Efficient transformer with reinforced position embedding for language models
Yen-Che Hsiao, Abhishek Dutta
TL;DR
The paper addresses efficient language modeling by proposing a reinforced positional embedding strategy integrated into an encoder–decoder Transformer. It introduces three modifications: column-wise normalization of token embeddings, concatenation of token and positional embeddings before the first blocks, and using the normalized token embeddings as attention values. Empirical results on Portuguese–English translation and 14 Ye2018WordEmbeddings datasets show the approach achieves lower training and validation losses with roughly 2–4x reductions in training time and about a threefold decrease in parameters compared to a deeper baseline, with one dataset (Belarusian–English) being the notable exception. This work suggests a practical route to more parameter- and time-efficient Transformers with robust cross-dataset improvements in translation tasks.
Abstract
In this paper, we propose an efficient transformer architecture that uses reinforced positional embedding to obtain superior performance with half the number of encoder decoder layers.
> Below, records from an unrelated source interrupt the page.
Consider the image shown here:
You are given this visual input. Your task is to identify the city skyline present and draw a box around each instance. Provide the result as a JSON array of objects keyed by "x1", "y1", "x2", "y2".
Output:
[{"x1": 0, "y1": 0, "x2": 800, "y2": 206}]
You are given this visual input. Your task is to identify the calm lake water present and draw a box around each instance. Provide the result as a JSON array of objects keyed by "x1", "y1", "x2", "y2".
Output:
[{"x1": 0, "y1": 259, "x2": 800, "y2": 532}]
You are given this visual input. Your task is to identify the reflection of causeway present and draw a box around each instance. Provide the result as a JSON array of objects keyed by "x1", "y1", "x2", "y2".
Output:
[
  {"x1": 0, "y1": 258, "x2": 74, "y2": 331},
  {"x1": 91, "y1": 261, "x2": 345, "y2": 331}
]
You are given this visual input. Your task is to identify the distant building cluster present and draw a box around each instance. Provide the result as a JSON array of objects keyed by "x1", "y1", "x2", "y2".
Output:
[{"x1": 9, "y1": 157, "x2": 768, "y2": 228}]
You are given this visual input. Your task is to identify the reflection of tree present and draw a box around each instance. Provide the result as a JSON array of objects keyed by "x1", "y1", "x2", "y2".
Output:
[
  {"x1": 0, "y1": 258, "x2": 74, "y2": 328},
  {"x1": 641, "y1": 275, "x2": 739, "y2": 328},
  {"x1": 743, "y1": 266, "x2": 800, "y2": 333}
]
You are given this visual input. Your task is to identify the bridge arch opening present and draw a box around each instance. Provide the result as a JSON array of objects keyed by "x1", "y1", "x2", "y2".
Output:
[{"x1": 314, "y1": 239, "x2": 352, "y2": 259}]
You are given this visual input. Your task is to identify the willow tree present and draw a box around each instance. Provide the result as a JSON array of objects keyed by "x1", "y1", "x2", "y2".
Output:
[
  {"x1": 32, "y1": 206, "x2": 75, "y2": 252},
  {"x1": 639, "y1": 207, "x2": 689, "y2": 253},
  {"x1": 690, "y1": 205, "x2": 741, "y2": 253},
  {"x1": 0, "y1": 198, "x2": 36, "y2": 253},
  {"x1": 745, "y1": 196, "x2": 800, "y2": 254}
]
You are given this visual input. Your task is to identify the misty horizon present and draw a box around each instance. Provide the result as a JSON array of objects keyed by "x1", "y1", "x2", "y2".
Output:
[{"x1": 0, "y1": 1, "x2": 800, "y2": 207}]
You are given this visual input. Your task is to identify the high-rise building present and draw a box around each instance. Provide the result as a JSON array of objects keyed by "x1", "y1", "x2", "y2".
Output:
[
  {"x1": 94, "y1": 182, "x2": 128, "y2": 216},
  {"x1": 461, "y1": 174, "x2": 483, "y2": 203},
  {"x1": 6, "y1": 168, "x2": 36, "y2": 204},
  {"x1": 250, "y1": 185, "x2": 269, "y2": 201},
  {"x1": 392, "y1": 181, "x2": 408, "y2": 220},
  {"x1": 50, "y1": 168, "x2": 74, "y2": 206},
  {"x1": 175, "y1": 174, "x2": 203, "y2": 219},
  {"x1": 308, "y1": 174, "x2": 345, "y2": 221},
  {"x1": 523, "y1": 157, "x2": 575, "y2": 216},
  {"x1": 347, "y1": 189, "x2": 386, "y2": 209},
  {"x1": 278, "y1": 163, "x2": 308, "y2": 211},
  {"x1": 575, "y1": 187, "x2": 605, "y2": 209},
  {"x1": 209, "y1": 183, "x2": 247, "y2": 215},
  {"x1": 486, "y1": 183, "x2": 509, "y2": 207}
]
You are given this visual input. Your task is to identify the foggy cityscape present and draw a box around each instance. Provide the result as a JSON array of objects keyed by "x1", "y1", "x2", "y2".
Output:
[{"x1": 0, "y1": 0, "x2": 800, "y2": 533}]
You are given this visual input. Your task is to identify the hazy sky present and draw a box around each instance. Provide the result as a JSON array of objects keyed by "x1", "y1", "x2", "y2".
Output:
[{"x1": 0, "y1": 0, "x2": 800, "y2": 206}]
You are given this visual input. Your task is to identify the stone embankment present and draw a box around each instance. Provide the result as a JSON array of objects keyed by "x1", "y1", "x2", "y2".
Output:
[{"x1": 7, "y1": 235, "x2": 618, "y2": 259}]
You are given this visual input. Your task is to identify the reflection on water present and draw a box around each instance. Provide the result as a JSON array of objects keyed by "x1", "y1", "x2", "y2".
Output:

We demonstrate that concatenating positional encoding with trainable token embeddings, normalizing columns in the token embedding matrix, and using the normalized token embedding matrix as the value of the attention layer improve the training and validation loss and the training time in an encoder-decoder Transformer model for a Portuguese-English translation task with 10 epochs or 12 hours of training across 10 trials. Our method, with roughly a threefold parameter reduction compared to the baseline model, yields a mean training loss of 1.21, a mean validation loss of 1.51, and an average training time of 1352.27 seconds per epoch, surpassing the baseline model with the same embedding dimension that employs addition of positional encoding and token embeddings, which achieves a mean training loss of 1.96, a validation loss of 2.18, and an average training time of 4297.79 seconds per epoch. Additionally, we evaluated our proposed architecture and the baseline across 14 diverse translation datasets from TensorFlow. The results indicate that our method consistently achieves lower or comparable training and validation losses, suggesting enhanced learning efficiency.